Essa reestruturação pode preparar o terreno para uma fase mais sólida de resultados.

Potencial de valorização apontado para a Motiva

O BTG estabeleceu um preço alvo de R$ 20 para a ação da Motiva. Em relação à cotação atual, esse valor representa um potencial lucrativo de 31,5%, um percentual significativo que atrai a atenção de investidores.

Esse dado reforça o otimismo em torno da empresa, especialmente considerando as mudanças recentes em sua estrutura operacional. A combinação entre a simplificação do portfólio e as perspectivas regulatórias futuras cria um cenário promissor para a valorização do papel.

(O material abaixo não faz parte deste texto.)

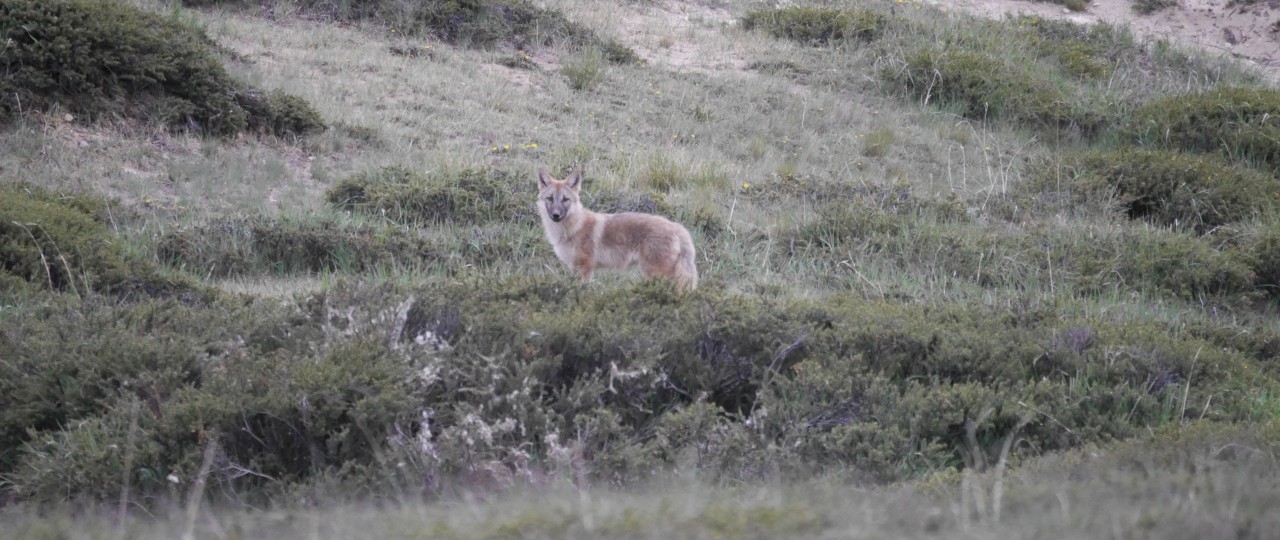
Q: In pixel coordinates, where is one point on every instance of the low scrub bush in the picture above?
(1264, 259)
(447, 196)
(1148, 7)
(1075, 5)
(489, 380)
(817, 26)
(1086, 51)
(1240, 123)
(476, 23)
(1169, 261)
(1170, 188)
(60, 242)
(984, 86)
(586, 71)
(266, 246)
(104, 58)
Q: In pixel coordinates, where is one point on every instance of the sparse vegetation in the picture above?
(817, 26)
(972, 264)
(1148, 7)
(443, 196)
(108, 58)
(1242, 123)
(1191, 191)
(987, 87)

Contexto do mercado ESG e sustentabilidade

Desempenho em relação ao ISE

O desempenho superior da B3 em relação ao ISE em fevereiro chama a atenção para a força individual da ação dentro do tema de sustentabilidade. Enquanto o índice que reúne empresas com práticas ESG avançadas subiu 3,7%, a B3 valorizou quase três vezes mais.

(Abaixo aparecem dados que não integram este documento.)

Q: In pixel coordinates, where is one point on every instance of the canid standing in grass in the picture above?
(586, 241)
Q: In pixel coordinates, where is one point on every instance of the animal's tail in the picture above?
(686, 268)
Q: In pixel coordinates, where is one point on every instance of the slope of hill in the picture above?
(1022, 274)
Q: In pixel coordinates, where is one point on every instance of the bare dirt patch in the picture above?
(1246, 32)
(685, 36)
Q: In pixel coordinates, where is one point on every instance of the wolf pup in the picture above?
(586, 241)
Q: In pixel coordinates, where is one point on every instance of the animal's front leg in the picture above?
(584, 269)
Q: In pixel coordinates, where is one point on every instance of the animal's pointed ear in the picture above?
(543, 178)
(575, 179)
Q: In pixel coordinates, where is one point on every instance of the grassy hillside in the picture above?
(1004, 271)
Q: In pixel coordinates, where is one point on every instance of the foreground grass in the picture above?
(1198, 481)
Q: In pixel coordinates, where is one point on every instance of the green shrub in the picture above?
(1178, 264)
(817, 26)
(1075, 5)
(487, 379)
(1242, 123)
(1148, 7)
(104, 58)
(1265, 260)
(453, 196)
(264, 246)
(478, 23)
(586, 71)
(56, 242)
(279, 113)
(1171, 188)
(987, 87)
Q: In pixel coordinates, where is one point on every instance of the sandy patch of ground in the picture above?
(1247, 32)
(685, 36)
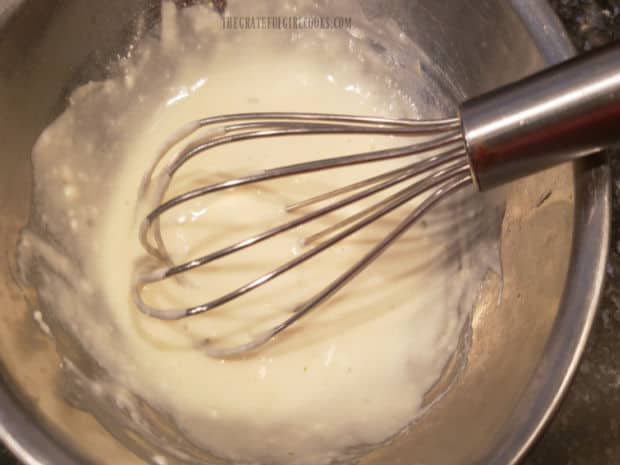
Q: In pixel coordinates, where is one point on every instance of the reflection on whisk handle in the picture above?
(562, 113)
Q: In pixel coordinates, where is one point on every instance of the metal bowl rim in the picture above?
(31, 443)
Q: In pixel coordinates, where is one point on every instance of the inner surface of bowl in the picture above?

Isso mostra que pode oferecer retornos atrativos mesmo alinhada a esses critérios. Já a Motiva, com sua trajetória de reestruturação e foco em concessões, se posiciona como uma opção para quem busca exposição a infraestrutura com potencial de ganhos no médio prazo.

Essa projeção segue as análises das corretoras, mas a fonte não detalhou prazos específicos.

Considerações finais para investidores

As recomendações concentradas em B3 e Motiva refletem uma convergência de opiniões entre analistas de diferentes instituições financeiras. Para a B3, os argumentos giram em torno de:

No caso da Motiva, o foco está na reestruturação concluída e nas oportunidades regulatórias que podem se materializar nos próximos anos. Ambas as empresas aparecem como peças-chave para quem deseja montar uma carteira com viés sustentável.

Elas apresentam, no entanto, perfis de risco e prazo distintos. A decisão final, como sempre, cabe ao investidor, que deve considerar seu perfil e objetivos financeiros.